Улялаев був такiй — выверчено вiко, Дiрца в подбородке тай в ухi серга — Зроду не бачено такого чоловiка, Як той батько Улялаев Серга…
Я вчитывался. Я холодел от восторга и непонимания. Ну да, бандит. Ну да, борец за неправое дело. Селивановский это хорошо объяснил. И с девками у батьки не все получалось. Но почему, почему, почему так легко запоминались именно эти стихи, а не патриотические опусы из школьных хрестоматий?
И вновь, прорезав плотные туманы, На теплые архейские моря, Где отбивают тяжкий пульс вулканы, Льет бледный свет пустынная заря…

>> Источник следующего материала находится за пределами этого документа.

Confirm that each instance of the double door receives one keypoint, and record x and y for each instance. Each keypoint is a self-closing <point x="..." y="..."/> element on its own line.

А тут что упаднического? И что такое вообще упадничество? Почему рабочий и колхозник не могут, как утверждал Селивановский, понять такие стихи? Гумилев, Ахматова, Зенкевич, Нарбут, Андрей Белый, Мандельштам, Сологуб, Зинаида Гиппиус, Илья Сельвинский, Багрицкий впервые предстали передо мной в замечательной книге А. Селивановского. “Мы когда империи, помните, бабахали…”
В мире появились новые звуки, запахи, цвета.
К тому же зимой 1957 года я стал убежденным дарвинистом.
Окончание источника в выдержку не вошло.